Open bmyerz opened 12 years ago
Maintaining multiple queues has a lot of additional work and complexity. In particular, finding out what to schedule next gets all messed up. Unless we were doing multiple queues in order to coordinate scheduling differently, it doesn't seem worth it.
I'd say stick with encoding the size of arg elements into the queue. Stealing is relatively infrequent. We may be able to encode the arg size in the fn pointer, possibly by registering the task at compile time as you suggest, but maybe also by exploiting extra bits and doing some standard conversion to turn them back into real fn pointers.
Revising this due to Alexandro's question. I agree with Holt-from-the-past---stealing is infrequent, so adding overhead there should be acceptable.

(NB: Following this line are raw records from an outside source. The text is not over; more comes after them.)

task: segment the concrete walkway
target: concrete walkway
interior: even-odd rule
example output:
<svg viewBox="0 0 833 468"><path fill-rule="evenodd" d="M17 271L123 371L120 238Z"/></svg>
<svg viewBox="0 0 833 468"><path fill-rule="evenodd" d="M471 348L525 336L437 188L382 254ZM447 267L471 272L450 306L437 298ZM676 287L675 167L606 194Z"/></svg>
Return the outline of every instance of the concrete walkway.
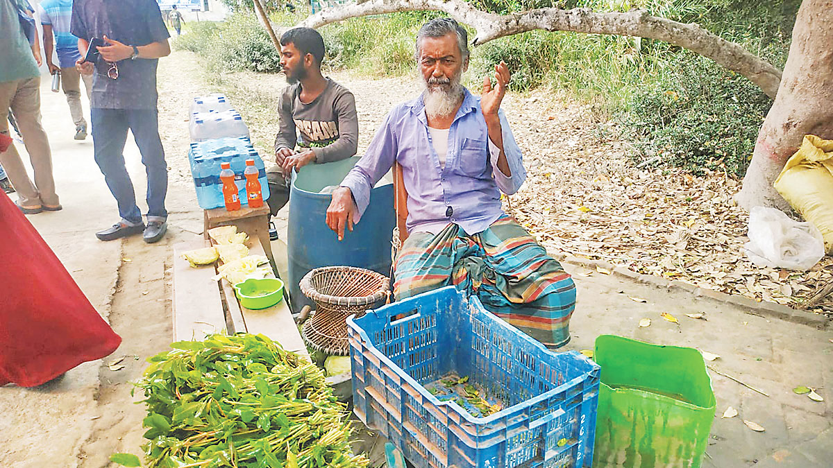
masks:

I think it would be straightforward to modify our current steal code to handle variable-size tasks by traversing the task queue locally during a steal request in order to find the size of the chunk to memcpy. However, supporting variable-size tasks would require changing the local task interface as well
Another option would be to keep 32-byte tasks but add an indirection flag, so that for >32 byte tasks the task struct on the queue would contain a pointer to the actual task struct, allocated locally. Then stealing would have to be two phases---grab the queue region, and then grab any of the overflow structs. The only challenge would be making allocation/deallocation work efficiently.
Some future stealing system that synchronized with memory operations rather than active messages might want to do it transactionally, grabbing a memory region ignoring task sizes, and then detecting whether we chopped off a task at the end and fixing that up.
Currently, tasks are forced to be a fixed size of 64 bytes: 64-bit function pointer, 3 64-bit arguments. This restriction is to make the task queue simple. We could support tasks of different sizes with perhaps little additional complexity. The gain would be flexibility to have larger tasks, space and copying efficiency for small tasks.
In the designs so far, work stealing in chunks efficiently tends to be the main challenge. We would like to do something that looks like a memcpy; on the other hand it's still linear and traversing the queue might not be that much more expensive.
designs:
All the function pointers passed to spawn() functions are known at compile time, and certainly at the start of the program. These can be registered with the task queue to create appropriately sized queues.